QUESTO MESSAGGIO, che sembra evidenziare che qualcosa nella posizione degli Usa sta cambiando, arriva poche ore dopo la pubblicazione dei risultati di un sondaggio condotto dall’Arab American Institute in cui si vede un calo drastico dell’appoggio a Biden da parte degli elettori arabo-americani. Nelle elezioni del 2020 circa il 59% di loro aveva sostenuto il candidato democratico, ma dal 7 ottobre questo sostegno è andato sgretolandosi. «A meno che Biden non si trasformi in Gesù Cristo e non riporti in vita alcuni palestinesi, non lo supporteremo», ha affermato Osama Siblani, editore di The Arab American News, il più grande e antico giornale arabo-americano in Usa con sede in Michigan, uno degli stati chiave per la vittoria alle elezioni presidenziali. Nel 2020 In Michigan Biden aveva vinto per 154.000 voti, e la popolazione arabo-americana dello stato è di almeno 278.000 persone.

LA VITTORIA in Arizona é stata ancora più risicata, 10.500 voti, e si stima che la popolazione arabo-americana in quello stato sia di almeno 55.000 persone. La Georgia è stata conquistata con 11.800 voti, e la popolazione di origine araba è di circa 57.000. Se in questi tre Stati Biden dovesse perdere anche solo una piccola parte del voto arabo e musulmano potrebbe trovarsi in acque molto brutte.

Sulla crisi in Medio Oriente, inoltre, si è nuovamente riunito ieri a New York il Consiglio di Sicurezza dell’Onu. La presidenza di turno spettava alla Cina: il ministro degli Esteri Wang Yi ha dato la parola per primo al Segretario generale António Guterres che ha dovuto affrontare una questione spinosa che continua a montare: le violenze sessuali subite dalle donne israeliane durante l’attacco di Hamas che, secondo molte voci nella comunità ebraica, non sono state affrontate con la severità che meriterebbero. «È necessario indagare con rigore sui numerosi casi di stupro durante gli attacchi – ha dichiarato Guterres – La violenza di genere deve essere condannata. In qualsiasi momento.
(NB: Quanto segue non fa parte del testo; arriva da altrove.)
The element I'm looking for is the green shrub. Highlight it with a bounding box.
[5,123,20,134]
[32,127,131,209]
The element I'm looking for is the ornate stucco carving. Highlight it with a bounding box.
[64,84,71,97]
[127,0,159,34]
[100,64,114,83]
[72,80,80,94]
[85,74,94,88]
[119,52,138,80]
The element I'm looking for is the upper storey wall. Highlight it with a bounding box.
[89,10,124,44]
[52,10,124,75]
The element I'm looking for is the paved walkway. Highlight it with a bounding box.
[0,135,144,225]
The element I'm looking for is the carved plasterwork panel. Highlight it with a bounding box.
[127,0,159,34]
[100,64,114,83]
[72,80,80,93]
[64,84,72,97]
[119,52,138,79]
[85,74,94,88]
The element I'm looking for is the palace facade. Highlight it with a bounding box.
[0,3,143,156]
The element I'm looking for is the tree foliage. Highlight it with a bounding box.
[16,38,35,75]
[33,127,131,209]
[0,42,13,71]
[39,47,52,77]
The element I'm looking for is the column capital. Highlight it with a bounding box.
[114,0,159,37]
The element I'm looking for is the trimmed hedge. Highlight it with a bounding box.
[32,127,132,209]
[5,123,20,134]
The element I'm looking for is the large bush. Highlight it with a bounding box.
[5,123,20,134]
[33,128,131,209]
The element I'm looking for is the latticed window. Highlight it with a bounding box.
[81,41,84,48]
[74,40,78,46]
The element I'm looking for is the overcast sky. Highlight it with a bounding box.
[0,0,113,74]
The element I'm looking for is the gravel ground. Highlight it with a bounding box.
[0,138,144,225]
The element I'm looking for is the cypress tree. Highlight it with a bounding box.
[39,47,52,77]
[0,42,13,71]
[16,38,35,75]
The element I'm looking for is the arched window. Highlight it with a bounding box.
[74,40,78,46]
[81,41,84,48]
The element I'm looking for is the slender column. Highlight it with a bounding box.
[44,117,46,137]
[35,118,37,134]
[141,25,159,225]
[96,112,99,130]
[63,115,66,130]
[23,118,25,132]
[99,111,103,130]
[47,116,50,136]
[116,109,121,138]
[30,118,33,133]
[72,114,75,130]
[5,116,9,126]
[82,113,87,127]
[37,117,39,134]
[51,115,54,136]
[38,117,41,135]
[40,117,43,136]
Ovunque». La campagna e l’hashtag #MeTooUnlessUrAJew, MeToo a meno che tu non sia ebrea, é stato creato dalla direttrice creativa Liron Kroll in occasione della Giornata internazionale per l’eliminazione della violenza sulle donne, e si va ad unire alle critiche del Consiglio nazionale delle donne ebree in risposta alla dichiarazione di UN Women rilasciata sabato 25 novembre: «Il Consiglio ammira da tempo le donne delle Nazioni unite per la loro posizione morale quando le donne di tutto il mondo vengono danneggiate. Purtroppo, questa voce sembra intenzionalmente assente per le donne israeliane che hanno subito crimini di guerra basati sul genere, un silenzio inconcepibile che richiede una rettifica immediata».

A loro, ma con un attacco più ampio, si è unito l’ambasciatore israeliano all’Onu Gilad Erdan nel corso del suo intervento alla riunione del Consiglio di sicurezza: «È scioccante la mancata condanna di Hamas da parte del Consiglio di sicurezza dell’Onu». «E incredibilmente, due mesi dopo, i crimini selvaggi di Hamas non sono ancora stati condannati dal Consiglio né da qualsiasi altro organismo delle Nazioni unite».

PER IL MINISTRO degli Esteri palestinese Riyad Al-Maliki «la tregua deve diventare un cessate il fuoco permanente. Il massacro non può riprendere, questa non è una guerra, è una carneficina che nessuno può giustificare, e deve finire». «Chiunque non sia ancora sicuro di essere contrario a ciò che sta accadendo, dovrebbe verificare la propria umanità». «Israele non cerca giustizia, perché altrimenti vorrebbe la pace».